The number on the scale doesn’t really matter; it’s how healthy and fit a person is that really matters.

Like hell it doesn’t matter…

I just got home and brought my new scale inside. I got that really snazzy one that tells you how much you weigh, what your body fat percentage is, and your hydration level.

People in glass houses should not throw balls and fat people should not taunt themselves with scales (at least not when they hadn’t planned on weighing themselves for another 13 days). I stared at the stupid thing for all of ten seconds before I tore open the packaging, shoved in the batteries, and ran to my bathroom to weight myself. I got on the scale knowing that the number would be one that I wouldn’t like much. This particular twit of a scale works it’s way up to the number. It’s like the scale on The Biggest Loser (douche bag taunter of a scale). Well, when I first looked down I was very pleasantly surprised, and then it immediately went up roughly 15 pounds.

Bastard.

The number was just .2 above what I had absolutely dreaded seeing. Eff this, I thought, jumped off, took off my pants, jumped back on, and smiled. Those fat pants could stand to lose a bit of weight on their own. They weigh about two pounds. Fatty fat pants.

I realize that the number on the scale wasn’t really relevant anyhow. It is 1:23am and I had a large dinner with soda and booze and I was fully dressed. Of all the times that I would weigh myself, this time of night is not the time. I am confident that when I get on the scale again on Saturday morning (after peeing) the number will be lower anyway and I won’t have to chop off any hair to make it more to my liking.

So, why in the world was that two pounds so important that it meant the difference between me crying myself to sleep and me coming online to blog all about it?

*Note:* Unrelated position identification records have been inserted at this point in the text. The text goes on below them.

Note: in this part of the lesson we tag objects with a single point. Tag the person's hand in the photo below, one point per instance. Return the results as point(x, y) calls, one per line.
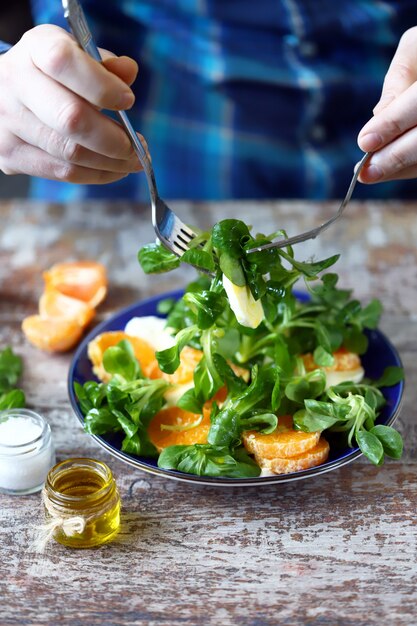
point(392, 132)
point(51, 93)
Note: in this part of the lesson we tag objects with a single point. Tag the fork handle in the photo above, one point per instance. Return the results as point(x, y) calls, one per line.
point(76, 19)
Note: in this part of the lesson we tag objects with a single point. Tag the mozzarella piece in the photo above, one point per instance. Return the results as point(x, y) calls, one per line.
point(151, 329)
point(334, 378)
point(248, 311)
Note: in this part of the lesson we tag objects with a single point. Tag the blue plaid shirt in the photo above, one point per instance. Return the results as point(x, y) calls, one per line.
point(244, 99)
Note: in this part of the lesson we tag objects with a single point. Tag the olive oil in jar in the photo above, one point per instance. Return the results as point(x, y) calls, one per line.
point(82, 500)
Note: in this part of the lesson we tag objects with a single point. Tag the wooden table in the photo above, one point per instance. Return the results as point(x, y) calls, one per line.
point(340, 549)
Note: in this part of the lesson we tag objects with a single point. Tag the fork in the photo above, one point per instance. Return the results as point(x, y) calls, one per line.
point(170, 230)
point(312, 234)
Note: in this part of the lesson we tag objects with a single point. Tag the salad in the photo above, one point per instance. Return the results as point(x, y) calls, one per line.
point(241, 378)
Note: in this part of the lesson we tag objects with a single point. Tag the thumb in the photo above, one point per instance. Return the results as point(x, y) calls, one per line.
point(124, 67)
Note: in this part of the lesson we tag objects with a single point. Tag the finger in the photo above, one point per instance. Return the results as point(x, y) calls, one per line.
point(396, 160)
point(58, 56)
point(124, 67)
point(72, 117)
point(30, 130)
point(395, 119)
point(402, 72)
point(27, 159)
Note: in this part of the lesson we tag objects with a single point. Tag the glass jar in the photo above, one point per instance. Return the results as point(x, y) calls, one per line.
point(26, 451)
point(82, 503)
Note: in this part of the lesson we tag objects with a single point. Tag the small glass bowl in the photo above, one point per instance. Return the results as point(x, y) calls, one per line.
point(24, 464)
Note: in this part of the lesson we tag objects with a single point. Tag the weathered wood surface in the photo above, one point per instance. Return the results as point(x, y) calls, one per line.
point(340, 549)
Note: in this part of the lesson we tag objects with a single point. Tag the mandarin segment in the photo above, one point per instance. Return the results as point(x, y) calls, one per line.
point(52, 334)
point(54, 304)
point(285, 441)
point(184, 427)
point(313, 457)
point(84, 280)
point(344, 361)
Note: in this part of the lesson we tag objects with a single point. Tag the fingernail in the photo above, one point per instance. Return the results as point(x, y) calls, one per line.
point(372, 173)
point(370, 142)
point(126, 100)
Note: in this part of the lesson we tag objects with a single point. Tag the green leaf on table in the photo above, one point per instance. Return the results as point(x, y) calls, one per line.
point(14, 399)
point(371, 446)
point(390, 439)
point(390, 376)
point(11, 367)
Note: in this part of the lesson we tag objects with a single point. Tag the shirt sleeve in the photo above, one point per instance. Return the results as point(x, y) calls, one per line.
point(4, 47)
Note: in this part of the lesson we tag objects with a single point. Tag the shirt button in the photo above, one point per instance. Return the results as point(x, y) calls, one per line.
point(308, 49)
point(317, 133)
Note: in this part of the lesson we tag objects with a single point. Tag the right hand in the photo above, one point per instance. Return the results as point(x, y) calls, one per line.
point(50, 120)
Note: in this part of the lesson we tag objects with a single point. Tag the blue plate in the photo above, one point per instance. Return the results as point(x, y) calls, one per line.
point(381, 353)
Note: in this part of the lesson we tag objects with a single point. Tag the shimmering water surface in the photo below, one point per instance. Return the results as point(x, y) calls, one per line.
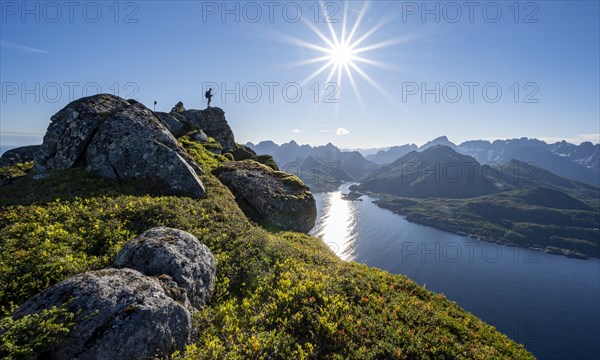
point(549, 303)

It changed the all important first digit. I couldn’t bear seeing that first digit so high.

So, you all wonder, is she hovering around 200lbs, 300lbs, 400lbs? I’ll never tell.

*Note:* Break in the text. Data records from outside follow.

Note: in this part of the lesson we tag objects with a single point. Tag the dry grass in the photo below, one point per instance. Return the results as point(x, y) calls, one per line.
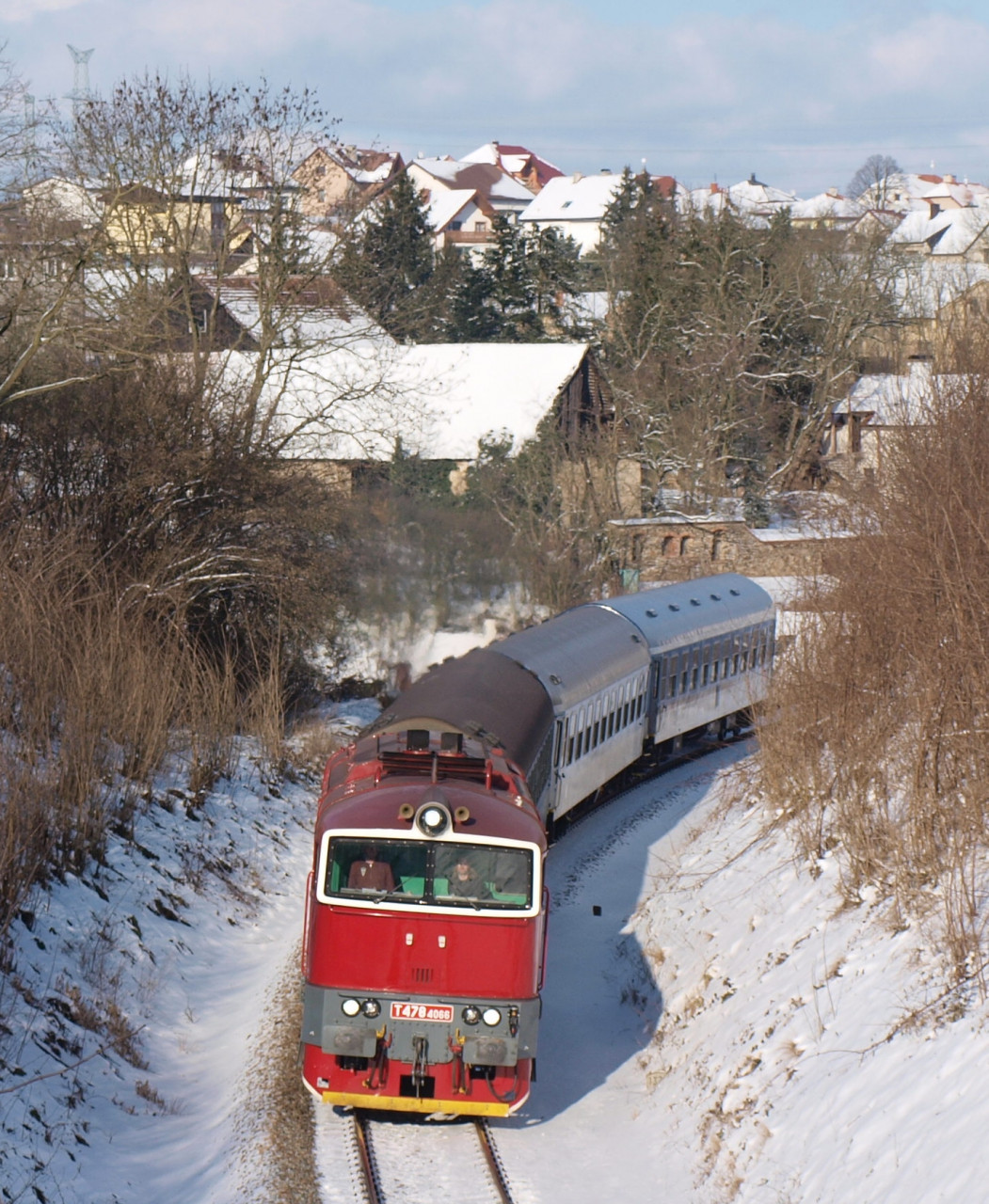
point(881, 743)
point(97, 684)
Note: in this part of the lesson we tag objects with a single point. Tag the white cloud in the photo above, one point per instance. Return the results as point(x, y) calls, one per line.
point(697, 95)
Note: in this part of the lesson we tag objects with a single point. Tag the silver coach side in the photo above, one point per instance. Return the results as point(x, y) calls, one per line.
point(710, 644)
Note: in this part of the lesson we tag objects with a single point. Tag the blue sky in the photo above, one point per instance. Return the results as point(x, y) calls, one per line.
point(798, 94)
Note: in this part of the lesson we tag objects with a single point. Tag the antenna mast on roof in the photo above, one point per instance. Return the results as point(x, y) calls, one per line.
point(80, 91)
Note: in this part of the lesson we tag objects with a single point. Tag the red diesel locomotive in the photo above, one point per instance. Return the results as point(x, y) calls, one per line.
point(425, 912)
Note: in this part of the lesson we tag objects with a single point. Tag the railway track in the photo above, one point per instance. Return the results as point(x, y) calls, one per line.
point(395, 1159)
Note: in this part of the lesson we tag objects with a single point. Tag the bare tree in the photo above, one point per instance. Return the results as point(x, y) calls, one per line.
point(872, 180)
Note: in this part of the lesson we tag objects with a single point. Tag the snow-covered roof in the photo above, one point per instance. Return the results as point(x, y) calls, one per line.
point(355, 401)
point(313, 316)
point(925, 286)
point(962, 196)
point(753, 194)
point(516, 160)
point(949, 232)
point(901, 190)
point(901, 400)
point(488, 180)
point(573, 198)
point(826, 206)
point(443, 206)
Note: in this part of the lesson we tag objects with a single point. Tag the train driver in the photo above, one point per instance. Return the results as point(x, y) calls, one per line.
point(370, 874)
point(465, 881)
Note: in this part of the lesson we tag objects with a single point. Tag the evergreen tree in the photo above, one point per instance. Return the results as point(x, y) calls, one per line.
point(390, 261)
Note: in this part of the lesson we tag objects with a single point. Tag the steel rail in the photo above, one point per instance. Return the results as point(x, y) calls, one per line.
point(494, 1162)
point(366, 1160)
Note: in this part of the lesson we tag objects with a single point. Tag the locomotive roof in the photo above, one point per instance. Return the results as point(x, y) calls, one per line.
point(481, 693)
point(692, 610)
point(579, 653)
point(377, 809)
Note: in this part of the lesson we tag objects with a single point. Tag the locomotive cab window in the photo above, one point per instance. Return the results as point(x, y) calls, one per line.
point(437, 873)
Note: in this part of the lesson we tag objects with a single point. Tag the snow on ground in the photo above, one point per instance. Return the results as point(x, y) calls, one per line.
point(719, 1022)
point(726, 1027)
point(168, 954)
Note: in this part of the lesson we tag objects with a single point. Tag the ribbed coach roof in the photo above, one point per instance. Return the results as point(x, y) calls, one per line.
point(701, 609)
point(577, 653)
point(480, 693)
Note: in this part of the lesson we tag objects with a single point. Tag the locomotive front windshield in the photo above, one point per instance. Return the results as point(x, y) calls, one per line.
point(439, 873)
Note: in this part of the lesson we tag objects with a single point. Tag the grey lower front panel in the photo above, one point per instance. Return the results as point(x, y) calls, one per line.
point(326, 1024)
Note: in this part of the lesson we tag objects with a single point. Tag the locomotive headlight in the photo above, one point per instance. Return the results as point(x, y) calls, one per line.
point(433, 819)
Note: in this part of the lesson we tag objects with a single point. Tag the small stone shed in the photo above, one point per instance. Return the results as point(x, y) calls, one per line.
point(676, 548)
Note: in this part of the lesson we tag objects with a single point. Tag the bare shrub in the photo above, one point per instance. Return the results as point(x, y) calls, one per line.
point(883, 704)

Actually I will tell, just not until I have my first official weigh in on Saturday. But wait, says the imaginary peanut gallery in my head, you said that you were starting in 13 days and Saturday is only 6 days away. Yes, imaginary peanut gallery in my head, I changed my mind. I received some money that was owed me and decided that I am ready.

I want to start working. I want to get on that wagon (as long as there is no itchy hay). I have been dying lately to do all of the things that I fear because of my weight. I am not nearly as social as I want to be because I have this perpetual fear that people are constantly judging me for my weight. When I am rational I know that, yes, some still are, but most just don’t care. People like me.

I want to go clubbing and have one of those jobs that you have to be cute to have. That’s right; I want to exploit my cuteness for money… but only slightly. I am 22 and this will be the last time for 11 years that I have numerical alliteration for an age. Yes, I am that much of a dork and I do like alliteration that much.

Now I’ve really got to get on finding those recipes!